三瓶山の地形と地層

三瓶山の地形と地層

資試料データベース(isoイメージファイル)

2010三瓶火山/松井資試料データベース(415MB)
2014三瓶火山/松井・福岡資試料データベース(510MB)

三瓶火山の活動史概要

三瓶小豆原埋没林は、三瓶山の北麓、大田市三瓶町多根小豆原(あずきはら)地区にあります。 火山噴火によって埋もれた4000年前の森で、当時のままの姿で地中に林立しています。
太古の森の姿をそのまま残す埋没林として世界的にも貴重で、国の天然記念物に指定されています。

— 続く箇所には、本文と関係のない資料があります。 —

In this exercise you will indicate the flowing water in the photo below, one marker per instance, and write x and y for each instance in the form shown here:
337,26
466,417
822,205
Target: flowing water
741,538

当館では、発掘した巨大な幹と根株、小枝が残る幹の3本を展示しています。また、現地は三瓶小豆原埋没林公園として地下の展示施設があります。

三瓶円頂丘溶岩群

三瓶山の地形は溶岩円頂丘群とそれを取り巻くカルデラに特徴づけられます。
溶岩円頂丘は粘りけが強い溶岩によって形成される地形で、お椀を伏せたようなこんもりした形状が特徴です。
男三瓶、女三瓶、子三瓶、孫三瓶は、山腹斜面がやや急で山頂がなだらかな地形で、溶岩円頂丘の特徴を良く表しています。

室ノ内火口

いくつかの峰に取り囲まれくぼ地は「室ノ内」と呼ばれ、最後の時期の噴火を起こした火口と考えられています。
尾根に囲まれた範囲の直径は約1kmです。
室ノ内の南側に位置する「太平山」は、この火口から放出された火砕物(火山礫・火山灰)が堆積してできた地形(火山砕屑丘)です。

室ノ内池

室ノ内の底部は緩斜面になっていて、その一番低い部分に室ノ内池があります。
水深は約2mと浅いものの、渇水期にも水位が大幅に低下することはなく、地下水によって涵養されていると思われます。

鳥地獄

室ノ内池の北側に、植生が貧弱で転石が露出している場所があります。
ここは鳥地獄と呼ばれ、岩石の隙間からわずかに二酸化炭素の噴気があります。写真のようなくぼみには二酸化炭素が滞っており、酸欠で死んだ昆虫やは虫類などの遺骸が見つかることがあります。

西の原

三瓶山の代表的な景観が西の原の草原です。
西の原は、男三瓶と子三瓶の間の谷(扇沢)から、大雨の時などに流れ出た土砂が堆積してできた地形です。
谷の出口を頂点に扇形の緩やかな斜面となっていて、三瓶山の代表的な景観となっています。

浮布池

浮布池は、西の原からやや下った位置にあります。
この池は、上方から流れた土砂に谷がせき止められた天然のダム湖です。
7世紀後半に地震によって山腹が崩壊して池が形成されたという伝承があります。

三瓶温泉

三瓶温泉は、孫三瓶と日影山の間の谷に泉源があり、豊富な湧出量を誇る自噴泉です。
湯温は35~38℃で、カルシウム、鉄分、二酸化炭素に富むことが特徴です。
画像は、泉源部分の横穴で、ここで湯を集めて宿や共同湯へ配湯しています。

デイサイト溶岩デイサイト溶岩

三瓶山の峰はデイサイト溶岩で構成されています。
デイサイトは火山岩の一種で、流紋岩と安山岩の中間的な組成です。二酸化ケイ素を多く含み、粘りけが強い溶岩です。
三瓶山では、灰色~青灰色と赤灰色のものがあります。赤灰色のものは熱水等の影響で高温酸化したもので、本質的には同じものです。

火山弾

火山弾は、火口から放出された溶岩の断片です。
上の写真は、放出された火山弾(矢印)が降り積もった火山灰の上に落下した様子が良くわかります。
火山弾が落下した衝撃で地層が曲がっています。
*写真の地点の地層は現在は残っていません。